I took Lula to see ‘Up‘ yesterday. It’s the new Pixar / Disney movie. It’s about an old man who spends his whole life dreaming of going to a place called Paradise Falls with his wife. Oooh, as I write that I realise it sounds like I took Lula to watch some porn. This was Disney – defintely no porn. Paradise Falls was a place not a feeling. Anyway, they dreamt about it but never did it because life got in the way (see where I’m going with this?). The wife died (lula spent the next two hours announcing at regular intervals ‘But mummy WHY did his mother die?’ – ‘It wasn’t his mother, it was his wife and she died because she got old shhhhh’ – ‘But WHY did his mother die?’). The old guy decided that he would fulfil their lifelong dream and go. Only, when he got there, after attaching some balloons to his house, meeting a talking dog and rescuing an emu like bird called Kevin from the clutches of a bad man who looked like John Lithgow, he found the scrap book his wife had made when they were kids and had dreamt of visiting Paradise Falls. She’d filled it with other pictures of their life together. You see, she’d been happy with the life they’d had.

I felt like sicking up my popcorn. Was Disney telling me that sometimes we spend our lives dreaming of another place and actually we forget to have the adventure that is sitting on our doorstep? But then that can’t be right, because this is the same people who market the Magic Kingdom at us. If that was the message, we’d all stay home and make do with cbeebies and not go see Mickey in Florida. I didn’t expect to be so philosophically challenged by a U rated film. John is impressed with my analysis I can tell, but after Lula’s garbled interpretation of the film, ‘there was a balloon and a man and his mother died.’ I don’t think he wishes he came with us.

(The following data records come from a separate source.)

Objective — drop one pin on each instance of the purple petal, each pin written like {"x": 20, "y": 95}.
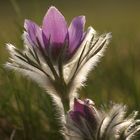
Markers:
{"x": 34, "y": 33}
{"x": 76, "y": 30}
{"x": 54, "y": 26}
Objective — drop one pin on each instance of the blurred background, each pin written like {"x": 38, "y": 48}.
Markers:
{"x": 24, "y": 109}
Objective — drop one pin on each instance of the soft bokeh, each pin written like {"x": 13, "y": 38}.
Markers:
{"x": 116, "y": 78}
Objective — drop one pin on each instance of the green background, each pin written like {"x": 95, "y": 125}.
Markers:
{"x": 116, "y": 78}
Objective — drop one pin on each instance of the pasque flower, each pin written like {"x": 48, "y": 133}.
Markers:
{"x": 55, "y": 37}
{"x": 85, "y": 122}
{"x": 56, "y": 56}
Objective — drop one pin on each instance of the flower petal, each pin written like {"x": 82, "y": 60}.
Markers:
{"x": 34, "y": 33}
{"x": 76, "y": 32}
{"x": 54, "y": 26}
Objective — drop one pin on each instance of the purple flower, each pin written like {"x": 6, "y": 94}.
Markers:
{"x": 55, "y": 36}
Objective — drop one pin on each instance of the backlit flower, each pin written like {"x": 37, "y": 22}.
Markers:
{"x": 85, "y": 122}
{"x": 56, "y": 56}
{"x": 54, "y": 36}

At the end of the film, the old guy lets go of his house, which he’s clung onto, quite literally, the whole way through. He realises that it’s all about people at the end of the day. He nicks the airship belonging to John Lithgow (called the spirit of adventure) and that becomes his travelling home and he starts hanging out with a boyscout (hmmmm). So there’s a contradiction. Possibly, the sufi-like wisdom of the people at Pixar is translatable as ‘you’re never too old to have an adventure and that ultimately, home is where the heart is’. Which is to say, where the people you love are (in his case his dog and the boy scout). We don’t have a dog. Just a cat (which reminds me anyone want a cat?). We do have people we love though. We don’t mind so much about leaving the house behind. It’s just things as John reminds me when I start gazing longingly at bits of furniture and my shoes. But people, leaving them behind, that’s going to be hard.